HIPAA Compliance for Self-Administered Group Health Plans

HIPAA Compliance for Self-Administered Group Health Plan

One of the most confusing aspects of HIPAA legislation is HIPAA compliance for self-insured group health plans and self-administered health group plans.

The Administrative Simplification Rules of the Health Insurance Portability and Accountability Act (HIPAA) put in place obligations on healthcare clearinghouses, certain healthcare providers and health plans (collectively known as “Covered Entities”) to adhere with national standards for electronic healthcare transactions, the use of unique identifiers, and privacy and security.

The standards were formulated by the U.S. Department of Health & Human Services and released in 2000 (the HIPAA Privacy Rule) and 2003 (the HIPAA Security Rule). Subsequent changes, guidelines and companion Rules have shaped HIPAA compliance for self-insured group health plans to allow for advances in technology and changes in working processes.

What is a Self-Insured Group Health Plan?

As a result of the complicated nature of HIPAA, and to better comprehend what HIPAA compliance for self-insured group health plans involves, it is practical to define what a self-insured group health plan actually is. A self-insured group health plan is one in which an employer takes on the financial risk for providing healthcare benefits to its staff as opposed to buying a “fully-insured” plan from an insurance provider.

Typically, a self-insured employer will establish a special trust fund to earmark money (corporate and employee contributions) to pay incurred claims and either administer the plan themselves or – more typically for larger employers – retain the services of an outside third-party administrator. A self-insured group health care plan can also incorporate medical expense reimbursement, flexible spending account plans (medical FSAs), and health reimbursement account plans (HRAs).

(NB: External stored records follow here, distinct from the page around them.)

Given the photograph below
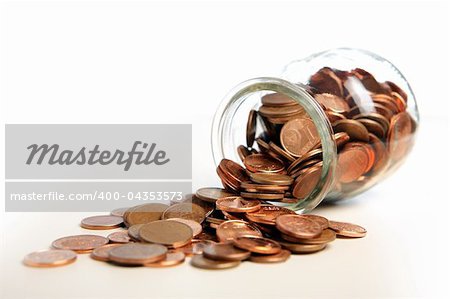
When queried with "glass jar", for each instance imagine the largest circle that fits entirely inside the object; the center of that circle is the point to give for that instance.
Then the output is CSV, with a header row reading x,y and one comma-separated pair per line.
x,y
340,121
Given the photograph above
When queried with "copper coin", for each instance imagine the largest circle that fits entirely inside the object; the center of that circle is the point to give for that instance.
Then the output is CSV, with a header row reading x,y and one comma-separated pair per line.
x,y
119,212
323,222
267,214
344,229
298,226
199,261
399,135
263,163
172,259
189,211
279,257
102,222
332,102
194,225
298,136
144,213
225,252
271,179
50,258
353,128
133,231
137,254
326,236
231,229
251,128
80,243
170,233
257,245
119,237
306,182
102,253
237,204
212,194
302,248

Self-Insured Companies and Exemptions from HIPAA Compliance

Exemptions from HIPAA compliance for self-insured companies are unusual. Only if a group health plan is self-insured, self-administered, and the employer has less than fifty employees is the firm exempt from HIPAA compliance – provided medical FSAs and HRAs are also managed by the employer and not an outside third-party administrator. Providing an employee assistance plan or wellness plan can also require HIPAA compliance for self-insured companies.

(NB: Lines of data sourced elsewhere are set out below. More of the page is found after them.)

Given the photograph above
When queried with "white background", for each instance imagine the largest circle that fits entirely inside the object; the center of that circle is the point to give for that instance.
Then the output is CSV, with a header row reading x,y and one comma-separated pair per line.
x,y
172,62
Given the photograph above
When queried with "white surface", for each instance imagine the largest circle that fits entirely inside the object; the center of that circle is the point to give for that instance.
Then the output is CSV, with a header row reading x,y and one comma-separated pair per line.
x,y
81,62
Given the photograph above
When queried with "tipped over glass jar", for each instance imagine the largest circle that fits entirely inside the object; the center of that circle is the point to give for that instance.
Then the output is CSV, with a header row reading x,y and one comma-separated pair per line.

Unsurprisingly, there is a gray area of HIPAA compliance for self-insured companies known as “partial compliance”. Partial compliance is relevant when neither the sponsor of a group health plan nor its insurance agent has any access to or sends Protected Health Information (PHI) electronically. These “hands off” group health plans only happen in specific circumstance, and generally most self-insured group health plans will be required to comply with HIPAA.

What Makes Up HIPAA Compliance for Self-Insured Group Health Plans?

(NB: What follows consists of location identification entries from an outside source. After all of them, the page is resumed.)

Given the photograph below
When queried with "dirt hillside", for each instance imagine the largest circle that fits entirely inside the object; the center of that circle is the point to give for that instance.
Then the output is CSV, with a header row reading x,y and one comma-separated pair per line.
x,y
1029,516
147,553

As mentioned previously, HIPAA compliance for self-insured group health plans is one of the most confusing areas of HIPAA legislation. This is not only because it can be difficult to deduce whether a company is subject to the legislation, but also because compliance requirements will differ from company to company depending on factors such as its size, the nature of its business and its structure. Generally speaking, the requirements for HIPAA compliance are:

Appoint a Privacy and Security Officer

Firms with self-insured group health plans should start by hiring a HIPAA Privacy Officer and a HIPAA Security Officer. These positions can be carried out by the same person and could be an existing member of staff. The first role is to identify where, why, and to what extent PHI is created, received, maintained, stored, or transmitted by the group health plan. This will likely involve the work of many different departments such as IT, legal, payroll and HR.

Develop HIPAA-Compliant Privacy Policies

Once the identification of PHI is finished, the next stage of HIPAA compliance for self-insured group health plans is to formulate HIPAA-compliant privacy policies establishing the allowable uses and disclosures of PHI. This should take into account third-party administrators who – acting as a Business Associate – will also have to adhere with HIPAA, and with whom it will be necessary to enter into a HIPAA Business Associate Agreement.

Formulate HIPAA-Compliant Security Policies

One of the necessary requirements of the HIPAA Security Rule is for Covered Entities to adopt administrative, physical and technical security measures to ensure the confidentiality, integrity, and availability of electronic PHI. In order to meet this requirement, Security Officers should complete a risk assessment to find any weaknesses that may lead to the unauthorized access or disclosure of electronic PHI, and – following the risk analysis – implement suitable measures and policies to address the weaknesses and reduce them to a reasonable and acceptable level.

Implement a Breach Notification Policy

Regardless of a company’s best attempts to achieve HIPAA compliance, there may come a time when an unauthorized disclosure of PHI happens. Self-insured companies need to be ready for such occurrences, and should develop a breach notification policy to alert employees that personal information may have been compromised, and also the HHS’ Office for Civil Rights.

Employee Training is Vital

In order to enforce the policies and ensure HIPAA compliance, employee training is vital. As subscribers to a self-insured group health plan, each worker should be given a notice of the plan’s privacy practices which explains the allowable uses and disclosures of PHI. Each employee should also be supplied with a copy of the company’s sanction policy explaining the consequences of failing to adhere with privacy, security and breach notification policies.